We as a nation would be much better off without any welfare cheats, and after looking at a few of them this morning I have the emotional feeling that it would be sort of fun if our existing welfare-cheat population were lined up and shot. I certainly don't "need" to do what they consider to be "living." Neither does any poor person you know. At least for those of us who've had the experience and know it, living means producing and giving and taking and growing and thriving, not whining or begging or "needing." There may be welfare cheats and social workers for whom their parasitic lifestyles feel more like living than anything else they know, but I thank God I'm not one of them--for me, what they do would be a lot more like dying, and I'd rather die at once and be done with it.

Of course I still have a lot going on. Of course I still want to live. But that's want, not "need."

There's nothing wrong with wanting things we don't "need" for hour-to-hour survival. We want children, even the ones who are not related to us, and eighty-year-old mothers who want very much to be able to work more hours (for lower wages) than mine currently is, even the ones who are not related to us, to go on living...because of something they do: they make the world a nicer place. We're all better off when we can admit that providing education for the children, retirement pensions for the aged, emergency shelters for disaster victims and temporary safety-net funds for the suddenly unemployed, are luxuries we want and enjoy...even more than we want the restaurant meals when we feel bored with cooking at home, or the gas to drive two miles to show that we don't "have to" walk, or any of the cute, fun things Wal-Mart makes it so easy to throw into the shopping cart. Literally starving though I am, I want and enjoy those luxuries too, every bit as much as you do.

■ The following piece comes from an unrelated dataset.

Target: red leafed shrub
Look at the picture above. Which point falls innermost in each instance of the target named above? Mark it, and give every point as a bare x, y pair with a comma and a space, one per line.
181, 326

But nobody needs welfare-cheating...so whatever else you may do, for me or in my memory, please don't ever tell someone whose company you happen to enjoy anything like "What you need is to sign up for some sort of tax-funded 'benefits' (even though you're a competent, able-bodied adult)." That person doesn't need to be using up funds that were meant for people who are not competent, able-bodied adults. That person needs to be working--if only sweeping floors--and you need to be paying that person.

It's too easy to think that "working" means "being employed by a corporation," in these days when the corporations aren't hiring...anybody, unless (a) the person is between 25 and 30 years old and (b) the person has a specific "look" and (c) the person has been doing an identically described job for another corporation during the last year. Where does that leave able-bodied adults for whom living basically means working, but who aren't going to be eligible for corporate employment again in this lifetime? Because I got into this category by dropping out of university, well before age 25, I know where it leaves us. It leaves us happily doing odd jobs--which means working with and for individuals just like you--or it leaves us better-off-dead.

Blessed are those of us who have the fortitude to admit it if we've become better-off-dead.